I was looking through an antique store and I came across a pipe that was made out of bakelite, does anybody know about this history of when and why the used this as a pipe material? Im am just intrigued by it because it was the first time I have ever seen one.


----------



## Nachman (Oct 16, 2010)

Just a guess, but it might be from during the war when there was a shortage of briar, along with about everything else. That is when they started making Brylon pipes. If it is a Yello bole it is probably brylon. Brylon is not actually bakelite, but a mixture of sawdust and nylon which is compressed.


----------



## freestoke (Feb 13, 2011)

Nachman said:


> Just a guess, but it might be from during the war when there was a shortage of briar, along with about everything else. That is when they started making Brylon pipes. If it is a Yello bole it is probably brylon. Brylon is not actually bakelite, but a mixture of sawdust and nylon which is compressed.

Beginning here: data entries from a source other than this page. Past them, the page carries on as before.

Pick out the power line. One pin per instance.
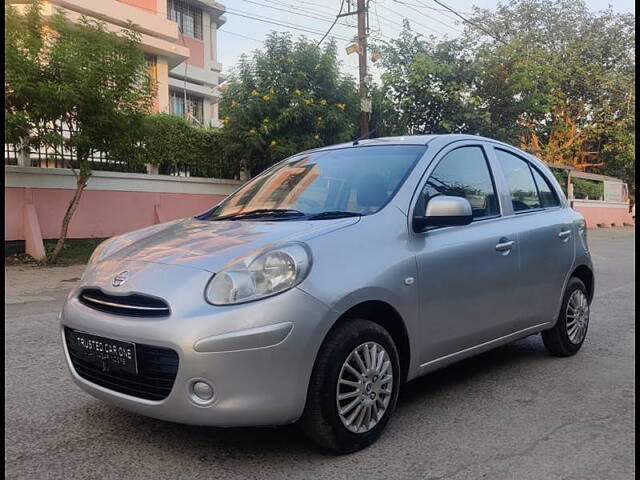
(353, 67)
(411, 21)
(439, 12)
(240, 35)
(466, 20)
(323, 19)
(333, 24)
(272, 21)
(412, 7)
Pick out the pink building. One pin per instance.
(179, 38)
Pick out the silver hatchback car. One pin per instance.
(319, 287)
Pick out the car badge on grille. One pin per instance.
(120, 278)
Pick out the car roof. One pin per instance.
(408, 140)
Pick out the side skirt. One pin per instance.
(482, 347)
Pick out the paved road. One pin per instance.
(513, 413)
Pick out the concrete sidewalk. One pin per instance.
(33, 283)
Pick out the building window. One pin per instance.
(188, 17)
(194, 109)
(152, 65)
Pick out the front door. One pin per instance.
(466, 274)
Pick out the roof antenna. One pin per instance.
(364, 137)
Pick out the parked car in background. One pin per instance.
(319, 287)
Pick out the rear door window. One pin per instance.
(548, 197)
(522, 186)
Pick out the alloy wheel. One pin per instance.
(364, 389)
(577, 316)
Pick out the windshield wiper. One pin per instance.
(261, 212)
(334, 214)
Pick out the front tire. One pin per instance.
(570, 330)
(353, 388)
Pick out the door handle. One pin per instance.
(564, 235)
(505, 246)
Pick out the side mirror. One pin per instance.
(444, 211)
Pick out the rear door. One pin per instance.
(544, 235)
(466, 274)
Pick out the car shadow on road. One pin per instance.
(209, 444)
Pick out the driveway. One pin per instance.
(512, 413)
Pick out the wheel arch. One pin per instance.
(585, 274)
(385, 315)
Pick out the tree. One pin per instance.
(76, 77)
(286, 98)
(426, 87)
(561, 81)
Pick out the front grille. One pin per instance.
(157, 370)
(132, 305)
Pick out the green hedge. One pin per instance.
(177, 146)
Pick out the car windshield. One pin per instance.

*The Pipe*, made of graphite, looked a lot like Bakelite in the black version. Maybe one of those? History of "the pipe"

I had one once. Smoked okay, I guess, can't remember exactly, but it got as hot as a clay pipe! Like this one, but all black, no red rings.


----------



## BrewShooter (Mar 17, 2011)

Yeah, I have one Brylon pipe, by Yello Bole of course. It actually smokes pretty well, but it does get hot. However, never have to worry about it burning through like briar.


----------



## mmiller (Nov 17, 2011)

Nachman said:


> Just a guess, but it might be from during the war when there was a shortage of briar, along with about everything else. That is when they started making Brylon pipes. If it is a Yello bole it is probably brylon. Brylon is not actually bakelite, but a mixture of sawdust and nylon which is compressed.

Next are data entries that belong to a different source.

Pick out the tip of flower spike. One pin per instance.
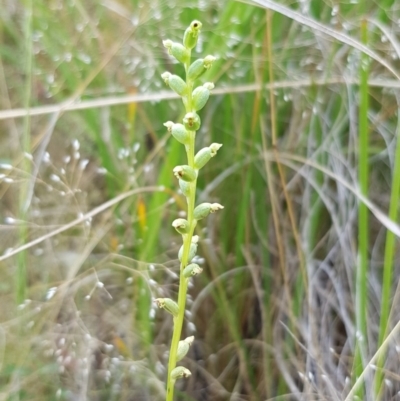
(209, 85)
(165, 76)
(215, 207)
(189, 340)
(195, 25)
(167, 43)
(180, 373)
(169, 125)
(214, 147)
(208, 60)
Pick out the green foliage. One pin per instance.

the thing that was different was the shank was yellow and the bowl was black, it may have been removable but since i was in an antique store i didnt want to fiddle around with it to much, it all had the plastic/nylon look to it


----------



## DanR (Nov 27, 2010)

You can find them on eBay for just a few bucks. I have no experience with them though.


----------



## mmiller (Nov 17, 2011)

Here is one very similar to the one i found the only difference is it had an all black bowl


----------



## GuitarDan (Nov 26, 2009)

Bakelite is one of the earliest true resin plastics. It was used to bake radio cases and knobs, pickguards for early electric guitars, etc... it can get fairly crumbly and brittle with age and doesn't resist solvents or alcohol well.

Bakelite - Wikipedia, the free encyclopedia


----------



## freestoke (Feb 13, 2011)

GuitarDan said:


> Bakelite is one of the earliest true resin plastics. It was used to bake radio cases and knobs, pickguards for early electric guitars, etc... it can get fairly crumbly and brittle with age and doesn't resist solvents or alcohol well.
> 
> Bakelite - Wikipedia, the free encyclopedia


My first full set of "woods", that my father bought me at the BX in Morocco for xmas, was a brand new set of MacGregor Tourney (and here where my memory fails) PlasticWoods? They were NOT cheap! Played them all through high school and college and they were absolutely fantastic, probably the first successful non-wood woods. Absolutely loved them. Never saw another set anywhere. One day I hit a tee shot and the head went in three different directions -- time for some new woods. :lol: Actually scouted around on the bay with no luck to see if anybody was selling a set, but probably hardly any survive at this point. Might even be worth some bucks as a collector item.


----------



## mmiller (Nov 17, 2011)

Thanks everyone for all the posts, they have definitely tamed my curiosity!


----------



## BrewShooter (Mar 17, 2011)

Really?!?! Different strokes, I would have probably gone and bought the thing myself.


----------